PPh’s Baseball Club was born in the year 2000 by a group of dedicated resident baseball fanatics along with our President and CEO, Anthony Manzo. Having identified a popular common interest amongst them, this group started gathering on the last Wednesday of each month to talk about matters of Baseball both past and present.

Ed Rudzinski and the late Ernie Miller

Ed Rudzinski and the late Ernie Miller

The club currently averages about 30 attendees a session, all of whom enjoy light snacks, cola and talking shop. Each member fills out a prediction card for division and pennant winners at the start of each season.  The group tends to be pretty evenly split among male and female most of which are fans of either the Philadelphia Phillies or the Oakland Athletics (who were actually in Philadelphia from 1901-1955 as the Philadelphia Athletics). They even attend a Phillies game each season, and many of them attend a few other games as well.
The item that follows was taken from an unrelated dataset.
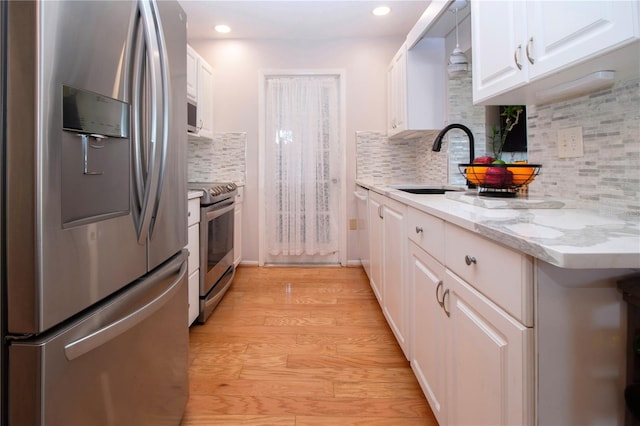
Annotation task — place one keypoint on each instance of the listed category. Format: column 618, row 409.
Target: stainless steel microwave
column 192, row 116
One popular topic of discussion is to relive some of their favorite memories of the game.  For Edward Rudzinski, a resident of PPh for the past 20 years, his favorite baseball memory is simple. As a child living in the Kensington neighborhood of Philadelphia, Ed used to make extra spending money by helping to clean up the Baker Bowl (home of the Philadelphia Phillies from 1887-1938 and host of the 1915 World Series) after practices and home games. On one such occasion, he caught a glimpse of his all-time favorite baseball player, Joe Medwick of the St. Louis Cardinals. In the days before television and internet, catching a glimpse of someone that you would normally only read about in the newspaper or hear about on the radio was a big deal. For Ed, the experience was unreal. It is memories such as this that really brought the Baseball Club at The Philadelphia Protestant Home together.

Now that we know Ed’s favorite baseball memory, we ask you the reader: What is yours?